A Trident missile the Navy tested off Southern California Nov 7, 2015 shown from the Fourth Street bridge over 110 Freeway in Los
Angeles. Photographer Preston Newman was on a photo shoot at the time. (Photo courtesy Preston Newman Photography, on Instagram at @Newman_Photos)
"Nuclear War and Daily Life
Most of the
time, nuclear weapons and nuclear war are out-of-sight, out-of-mind.
For one day,
millions of Americans were reminded that they live in the edge of nuclear
chaos. A Trident submarine-launched ballistic missile fired on November 7 from
offshore Los Angeles set ordinary folks abuzz all the way to Nevada.
…Strategic
Command put out a press release fairly quickly stating that it was ours and not
to worry. At least about UFOs. They fired another Trident from
the same launch site two days later, this time in daylight, and STRATCOM
released more information. This was an operational-shakedown test for an Ohio
class submarine, [USS Kentucky (SSBN-737)] that is normally
hidden deep mid-Pacific carrying its load of nuclear warheads when it’s not in
its home port in Bangor, Washington.
...After a long
overhaul and refueling of its reactor, [a US SSBN] has to fire two missiles
(without warheads) before it is certified as able to put to sea and ready to
fire nuclear-armed [Trident II D5] missiles. All very banal—just another day in
ensuring the United States is ready for the full “spectrum of conflict with
nuclear adversary” as the briefing aboard the submarine relates in a photo released four
days later by STRATCOM.
Pre-test missile launch briefing session on an Ohio class SSBN.
---
These tests have
been going on for decades, and the plan is to keep this missile in service for
more decades. Each missile carries up to 4 thermonuclear warheads ranging from
100 to about 500 kilotons…that’s about 8 to 42 times the size of the nuclear
weapon that destroyed the city of Hiroshima in 1945. And each Ohio [SSBN] submarine
has 24 launch tubes…
Why the launch
took place at night was not stated. It might have been due to atmospheric
conditions above the target zone at Kwajalein Atoll, or some other operational
consideration in the Western Test Range as explained in this video by Northrop Grumman, one of
the companies involved in the business of preparing for nuclear war.
Approximate path of test missiles from Southern California Range Complex to Kwajalein Atoll target area (close to or at red star)
---
...If social media
is any indication, it appears that many Americans will see the start of a nuclear
war announced by missile liftoff as the invasion of aliens.
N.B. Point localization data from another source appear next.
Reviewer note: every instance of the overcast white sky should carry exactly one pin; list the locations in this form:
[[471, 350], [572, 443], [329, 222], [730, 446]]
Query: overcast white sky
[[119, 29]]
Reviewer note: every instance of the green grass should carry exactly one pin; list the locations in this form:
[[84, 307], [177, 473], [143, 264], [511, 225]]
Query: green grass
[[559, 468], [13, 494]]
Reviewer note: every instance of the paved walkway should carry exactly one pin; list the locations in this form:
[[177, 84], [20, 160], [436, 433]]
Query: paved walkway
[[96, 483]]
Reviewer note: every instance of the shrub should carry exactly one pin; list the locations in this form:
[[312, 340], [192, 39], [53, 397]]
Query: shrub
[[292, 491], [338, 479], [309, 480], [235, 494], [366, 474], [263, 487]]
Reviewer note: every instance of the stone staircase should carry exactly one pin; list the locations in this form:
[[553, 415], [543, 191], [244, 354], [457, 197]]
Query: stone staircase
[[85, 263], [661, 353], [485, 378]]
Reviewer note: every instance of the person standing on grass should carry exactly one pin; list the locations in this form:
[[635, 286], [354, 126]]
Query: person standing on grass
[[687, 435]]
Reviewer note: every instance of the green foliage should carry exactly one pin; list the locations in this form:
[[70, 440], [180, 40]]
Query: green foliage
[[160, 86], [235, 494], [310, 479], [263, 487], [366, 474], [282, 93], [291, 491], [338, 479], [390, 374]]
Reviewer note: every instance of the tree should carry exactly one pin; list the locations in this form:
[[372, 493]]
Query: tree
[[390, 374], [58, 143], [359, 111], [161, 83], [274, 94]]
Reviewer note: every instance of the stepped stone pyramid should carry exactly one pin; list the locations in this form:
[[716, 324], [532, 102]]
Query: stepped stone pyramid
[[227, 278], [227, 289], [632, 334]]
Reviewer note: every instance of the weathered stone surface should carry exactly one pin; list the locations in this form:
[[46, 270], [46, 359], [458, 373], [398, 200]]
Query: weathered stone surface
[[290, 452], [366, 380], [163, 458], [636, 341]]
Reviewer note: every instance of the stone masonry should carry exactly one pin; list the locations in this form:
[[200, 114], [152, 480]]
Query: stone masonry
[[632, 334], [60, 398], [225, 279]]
Many others
apparently will welcome the resulting apocalypse as the start of the long-overdue end-times from
the Book of Revelations.
…They will also
see a lot of incoming re-entry vehicles and it will look very different to the
eerily beautiful missile plume at night.
Marshall
Islanders have been looking at this end of Gravity’s Rainbow for
decades, watching multiple re-entry vehicles flash
out of the sky to smash into the instrumented atoll on their
former home at Kwajalein—except if this were nuclear war, they would also see
gigantic nuclear explosions in the millisecond before they were blinded and
then vaporized, pulverized, incinerated, and irradiated.
…Not to be
outdone, on November 15, the Russians night-fired two Bulava missiles
from the Borey class submarine Vladimir Monomakh from near
Kola, hitting the Kura test range on the Kamchatka Peninsula in the Far East.
…These days,
social media may be the first warning that the Americans, Russians, Chinese, or
North Koreans receive of missile lift-off heading in their direction. In 2013,
the United States postponed a Minuteman missile test due to concern that North
Korea might “mis-perceive” such a firing as aimed at them, or sending too
strong a nuclear threat against North Korea that might lead to North Korean
response.
Thus, how
instantaneous social media reports of submarine, bomber, missile, and other
indicators of nuclear attack will play into the nuclear command-and-control
systems and decisions of nine nuclear-armed states is a good
question—especially as these contagious reports may give false positives, false
negatives, or simply miss the action altogether."